As subjects of this study, 65-year-old people, were able to do their daily activities independently, they were recruited by the health care program of the public health center from June 2010th to January 2011th.
None of the participants had a history of taking drugs, especially anti-hypertensive medication, anti-inflammatory, or statins. All subjects were free of signs or symptoms of any overt chronic diseases.
Individuals with a history of central nervous system disease (stroke, Parkinson's disease, dementia, spinal cord injury and etc.), peripheral nervous system disease (peripheral neuropathy and neuromuscular disease), diabetes, hyperlipidemia or cardiopulmonary disease were excluded from participation.
Considering the sex ratio, we identified 55 subjects. However, only 49 subjects were remained as the final study group, because 5 subjects refused genetic testing and 1 subject developed adverse events (backache).
All volunteers were informed of the risks and benefits of their participation in the study, and then they were instructed to sign a consent form. This study was approved by the institutional review board.
Peripheral venous blood samples (5 ml) were drawn from the cubital vein and moved to a blood-collecting tube containing EDTA, an anticoagulant, and stored in the refrigerator until genetic analysis was performed.
Genomic DNA was extracted from leukocytes obtained from peripheral blood using an Accuprep Genomic DNA Extraction kit (Bioneer Corp., Seoul, Korea). The extracted DNA was quantified and qualified. PCR (polymerase chain reaction) was carried out to determine the genotypes of ACE I/D, using specific primers.
After the final products of amplified PCR fragments were electrophoresed,14 the stained gel was visualized under UV light.
Groups were classified, using UV, into three categories based on the number and size of the band: type II 490 bp, type DD 190 bp, type ID 490 and 190 bp (Fig. 1). The level of ACE activity in the serum was measured in duplicate, by colorimetric method, using an automated spectrophotometer, based on the quinineimine dye produced from the substrate of p-hydroxyhippuryl-L-histidyl-L-leucine.15
The height of the participants of this study was measured using a Wall-mounted standiometer (Holtain Ltd., Crymych, UK), and the body weight, body fat percent and muscle mass were measured using IN-BODY 3.0 (Biospace, Seoul, Korea).
BMI (body mass index) was calculated, defined as the weight in kilograms divided by the square of height in meters (kg/m2).

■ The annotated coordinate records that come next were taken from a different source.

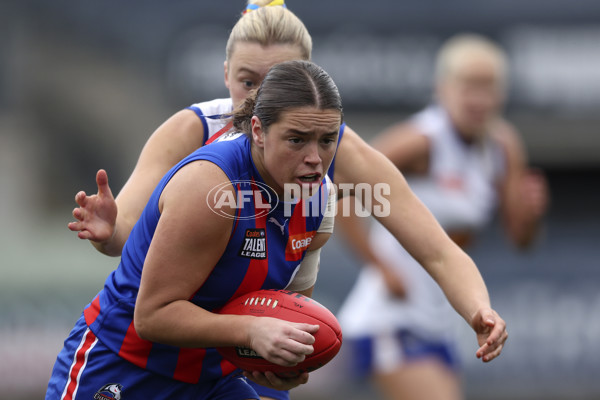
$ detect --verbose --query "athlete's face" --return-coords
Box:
[252,107,341,195]
[438,56,504,141]
[225,42,302,108]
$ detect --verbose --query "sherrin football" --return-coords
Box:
[217,290,342,377]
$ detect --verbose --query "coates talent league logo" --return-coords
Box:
[206,180,279,219]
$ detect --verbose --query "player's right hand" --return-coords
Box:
[249,317,319,367]
[68,169,117,242]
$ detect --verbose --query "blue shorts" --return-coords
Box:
[46,318,258,400]
[345,330,460,377]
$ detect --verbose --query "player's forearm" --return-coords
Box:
[428,244,491,325]
[90,217,133,257]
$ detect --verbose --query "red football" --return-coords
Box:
[217,290,342,377]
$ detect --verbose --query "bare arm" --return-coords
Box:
[493,122,549,248]
[335,127,507,361]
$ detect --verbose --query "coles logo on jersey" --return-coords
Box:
[285,231,316,261]
[239,228,267,260]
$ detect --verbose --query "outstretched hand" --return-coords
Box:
[68,169,117,242]
[471,308,508,362]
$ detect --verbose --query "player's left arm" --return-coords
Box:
[335,127,508,362]
[493,121,549,248]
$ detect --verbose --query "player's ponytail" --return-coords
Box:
[233,60,343,139]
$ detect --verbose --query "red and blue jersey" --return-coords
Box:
[84,135,329,383]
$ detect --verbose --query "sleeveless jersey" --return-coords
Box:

In the literatures, grip strength might have used an adequate measurement, indicative for the generalized muscle strength16 because the grip strength is also associated with the arm, back, and leg strength in the elderly.17
In the present study, the grip strength was measured using a handgrip dynamometer (TAKEI Inc., Tokyo, Japan) to characterize the muscle strength indirectly.

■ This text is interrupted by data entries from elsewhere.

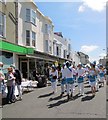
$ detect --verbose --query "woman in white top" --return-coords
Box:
[50,66,58,93]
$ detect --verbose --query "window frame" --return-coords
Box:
[32,31,36,47]
[26,8,36,26]
[0,12,6,38]
[26,30,31,46]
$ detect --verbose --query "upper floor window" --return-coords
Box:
[0,0,6,4]
[45,40,49,52]
[26,30,30,46]
[26,9,36,25]
[32,31,36,47]
[68,44,71,51]
[31,10,36,24]
[45,24,52,34]
[56,46,59,55]
[0,12,6,37]
[45,24,48,34]
[26,9,30,22]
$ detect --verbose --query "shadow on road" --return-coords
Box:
[47,100,68,108]
[49,95,67,102]
[85,91,92,94]
[84,85,90,88]
[81,96,95,102]
[38,93,53,98]
[73,93,81,100]
[84,81,89,84]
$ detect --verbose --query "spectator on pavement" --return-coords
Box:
[6,67,15,103]
[10,65,22,100]
[49,65,58,94]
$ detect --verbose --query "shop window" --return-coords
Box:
[45,40,49,52]
[0,12,6,37]
[57,46,59,55]
[26,9,36,25]
[32,31,36,47]
[26,30,30,46]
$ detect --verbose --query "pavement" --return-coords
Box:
[2,82,106,118]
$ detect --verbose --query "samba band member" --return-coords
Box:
[60,63,66,96]
[89,64,97,96]
[77,63,85,95]
[65,61,74,101]
[99,65,105,86]
[50,65,58,94]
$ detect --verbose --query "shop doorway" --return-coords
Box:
[21,61,28,79]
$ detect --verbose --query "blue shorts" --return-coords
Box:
[66,78,74,84]
[78,77,84,83]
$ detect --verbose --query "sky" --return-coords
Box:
[36,0,106,61]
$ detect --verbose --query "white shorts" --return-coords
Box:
[90,81,96,87]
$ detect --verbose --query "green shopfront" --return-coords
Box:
[0,40,66,79]
[0,40,34,78]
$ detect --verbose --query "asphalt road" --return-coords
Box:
[2,80,106,118]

We instructed that the participant to be in a standing position, arms abducted to 10° at their side, not touching their body, while the forearm and wrist in a neutral position. Then we asked the participant to squeeze the dynamometer, with as much force as possible.
The best of the three grip measurements was taken as the value of maximal muscle strength.
Muscular endurance is defined as the capacity of muscle groups to sustain the contractions until fatigue.18 Thus, after we had set the individualized target RMS level, the muscle endurance was assessed, both by the quantification of fatigue, using a dynamic EMG and by endurance time while sustaining a submaximal contraction of that level.
The participant was asked to push against a wall using maximum force, and then myoelectrical signal of the maximal voluntary contraction (MVC) was measured in the gastrocnemius muscle.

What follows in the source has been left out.